The comments, though, got me thinking about memory in general.

Back in high school, I used to write out all the acting Oscar nominees in order, lefthanded, to keep me at least somewhat focused in math class. During college, I’d write out the Roman emperors, English rules from William I to Elizabeth II, or the US Presidents, again, left-handed, to keep myself focused during college. I outgrew this habit at some point, probably when people asked me what I was writing; by my 40s, in grad school, I know I just doodled. I rarely set out to memorize things, and get no pleasure from the knowledge. What I do enjoy is the memories that come back with the data. So 1934 was It Happened One Night, with Clark Gable and Claudette Colbert, which got me thinking of Roscoe Lee Karns and Cliff Edwards and all the other reporters in His Girl Friday. Then the throwaway movies until Gone with the Wind, all hail Olivia (who outlived her feuding sister), and thinking about what a great decade the 40s was, oops, losing track of the lecture, get back to writing names.

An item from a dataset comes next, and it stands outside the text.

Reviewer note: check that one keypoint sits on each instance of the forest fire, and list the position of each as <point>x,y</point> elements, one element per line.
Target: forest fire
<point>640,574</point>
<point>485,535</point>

Recalling information keeps me focused, but the information itself doesn’t give me much enjoyment.

So if I know all the actors who’ve won best supporting Oscar and then best acting Oscar, and I didn’t set out to learn it, have I memorized that information? Huh. I realized I didn’t know, so I went and Wiki’ed up on memory. This was a helpful read, although I’m sure I have some of it wrong. Take my descriptions at your own risk.

Thus my echoic memory is much better than my iconic; both being short-term memory associated with a sense (hearing and sight). My students get a kick out of the fact that I look at geometry figures probably five times while drawing them. I can forget which way a right triangle faces in the time it takes me to turn 180 degrees from the book to the board.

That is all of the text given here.